Big Brother is breathing with you, ou Respiration télésurveillée

Inspirer, expirer… acte quotidien indispensable pour vivre. Nous devons respirer sans arrêt depuis notre naissance jusqu’au dernier soupir. On ne peut pas se permettre d’arrêter le passage de l’air dans nos poumons pendant plus de quelques minutes sans mourir. C’est d’une évidence stupéfiante, mais on n’y pense qu’au moment où cet exercice, simple pourtant, devient compliqué.

Heureusement nous avons un système de santé

unique au monde. On l’apprécie encore mieux quand il vous sauve la vie. Souvent on l’imagine vétuste, mais il se développe au rythme de la plus haute technologie.

La nuit je dois porter un masque qui régule ma respiration. Chaque inspiration et chaque expiration sont surveillées de loin grâce à Internet. L’appareil enregistre et envoie automatiquement mon comportement respiratoire à l’organisme qui se charge de veiller sur ma bonne utilisation de l’oxygène dans l’air pendant la nuit.

La dernière nuit a été encore difficile. Mon corps doit s’habituer à la machine. Quand mes poumons oublient de respirer, l’appareil les gonfle pour qu’ils reprennent un rythme normal. Mais au début ils luttent pour faire ce qu’ils veulent. S’ils ne veulent pas prendre l’air, ils résistent à la machine (ils se disent : « cette machine nous gonfle »). Il faut qu’ils cèdent petit à petit. L’inspiration finira par arriver la nuit aussi.

 

Rêves retrouvés

Depuis des mois je ne me souviens pas d’un seul rêve. Comme si cette vie parallèle s’était tarie pour moi. Les personnes disparues que je retrouvais dans mes rêves se sont effacées depuis longtemps. Je me levais tous les jours avec une sensation de vide.

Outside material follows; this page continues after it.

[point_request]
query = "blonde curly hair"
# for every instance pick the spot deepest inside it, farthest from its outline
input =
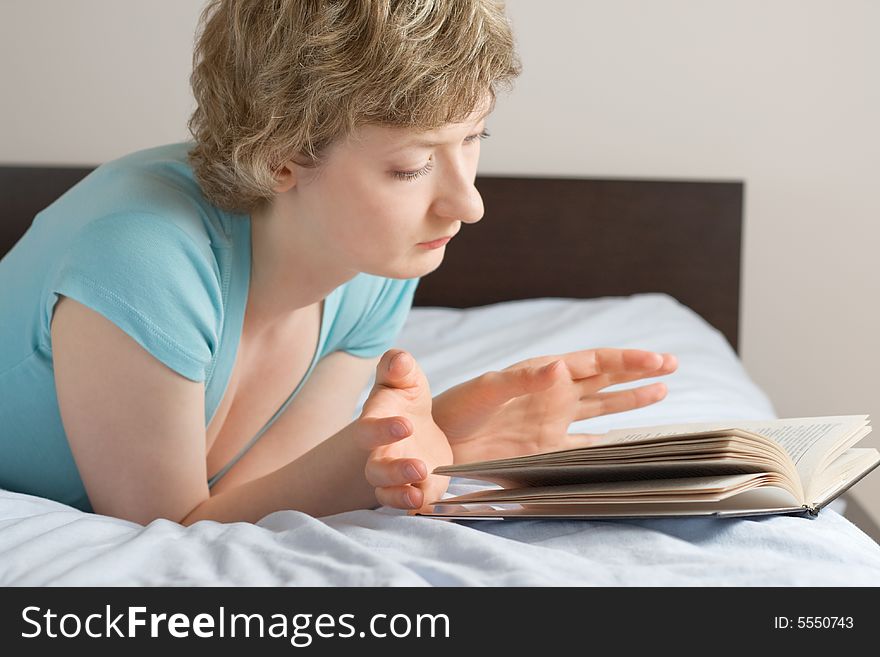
(276, 79)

Aujourd’hui nous avons découvert la cause. Mon sommeil paradoxal est presque inexistant. Ma respiration s’arrête toutes les minutes pendant 27 secondes (ce qui signifie que je respire 33 secondes par minute). Parfois elle s’arrête pendant 57 secondes. Bref, comme le médecin nous’a dit à la Clinique de l’Union : « c’est l’agonie ». Apnée sévère. Heureusement le coeur et le cerveau sont encore en bonne santé. Je n’irai pas jusqu’à dire que mon cerveau est normal, mais il fonctionne, à sa façon.

Il suffira d’un masque d’oxygène pour retrouver mes rêves. À partir de la semaine prochaine, je recommence à respirer la nuit.